Dear Chairwoman Burden and Members of the Commission:
In 2004 I began the arduous process of advocating for a plan for NYU development. Ad hoc acquisitions, random BSA applications, occasional Landmarks Certificates of Appropriateness, and seemingly spontaneous large-scale sproutings of as-of-right projects were clearly not working to the Community's advantage, nor, truthfully, were they enabling much vision from NYU. And, except for an extraordinary amount of animosity on both sides, not much of long-term value was growing, either.
Finally, in 2006 with even more strong-arming and the invaluable muscle of Borough President Stringer and his office, we formed the Community Task Force on NYU Development and an actual planning process began. Thirty five organizations and elected officials engaged; NYU put together a planning team; we agreed on a protocol and eventually a loose set of guiding principles. I launched and maintained a website - communitynyc.org. We had more than 200 people on a list-serve and 800 people a month checking our web-pages. There were projections, there were rejections, there were arguments, there were self-interests, political interests, practical and impractical interests ... but we kept on talking.

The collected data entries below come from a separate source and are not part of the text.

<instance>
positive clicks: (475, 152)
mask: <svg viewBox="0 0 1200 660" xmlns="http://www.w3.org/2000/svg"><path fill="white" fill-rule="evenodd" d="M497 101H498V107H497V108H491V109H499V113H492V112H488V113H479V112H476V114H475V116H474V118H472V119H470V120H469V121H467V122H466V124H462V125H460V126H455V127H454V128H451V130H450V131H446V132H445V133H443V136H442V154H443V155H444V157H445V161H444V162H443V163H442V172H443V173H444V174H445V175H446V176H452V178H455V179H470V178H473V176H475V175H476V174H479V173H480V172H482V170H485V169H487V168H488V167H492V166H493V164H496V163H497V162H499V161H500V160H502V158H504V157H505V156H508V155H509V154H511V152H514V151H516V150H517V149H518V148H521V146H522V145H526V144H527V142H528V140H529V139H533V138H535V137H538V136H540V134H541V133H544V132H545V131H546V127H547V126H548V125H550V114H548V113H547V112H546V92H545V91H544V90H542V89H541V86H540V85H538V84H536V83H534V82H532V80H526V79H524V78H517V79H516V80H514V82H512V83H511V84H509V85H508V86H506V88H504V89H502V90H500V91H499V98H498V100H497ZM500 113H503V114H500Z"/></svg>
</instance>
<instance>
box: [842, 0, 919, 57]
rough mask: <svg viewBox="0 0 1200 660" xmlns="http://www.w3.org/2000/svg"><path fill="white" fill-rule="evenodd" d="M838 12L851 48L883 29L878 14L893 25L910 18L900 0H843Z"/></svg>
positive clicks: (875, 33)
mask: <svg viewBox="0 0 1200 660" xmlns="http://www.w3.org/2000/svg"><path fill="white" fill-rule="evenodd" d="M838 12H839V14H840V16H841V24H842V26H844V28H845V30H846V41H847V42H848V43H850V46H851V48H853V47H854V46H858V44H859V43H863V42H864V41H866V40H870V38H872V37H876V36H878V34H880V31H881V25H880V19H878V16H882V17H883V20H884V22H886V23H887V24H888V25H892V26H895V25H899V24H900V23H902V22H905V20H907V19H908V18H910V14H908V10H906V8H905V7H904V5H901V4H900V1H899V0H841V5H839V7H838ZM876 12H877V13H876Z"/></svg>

What is before you is not perfect. Had the Task Force been able to assist during the considerations of the Super Block ULURP perhaps more neutral territory and expertise would have advanced substantive compromise, even visionary benefits. But, I am here today, with essentially one message: Don't just say no I Having a plan, making it stick, integrating the Community within NYU and NYU within the Community is the goal here. We do need them and they do need us.
I have attached some bullet points to explain why and some others that suggest ways in which common interests and needs could effectuate an integration of lasting precedence for this, and maybe even other institutional projects the City will consider over the next 20 years.
I thank you for your kind attention.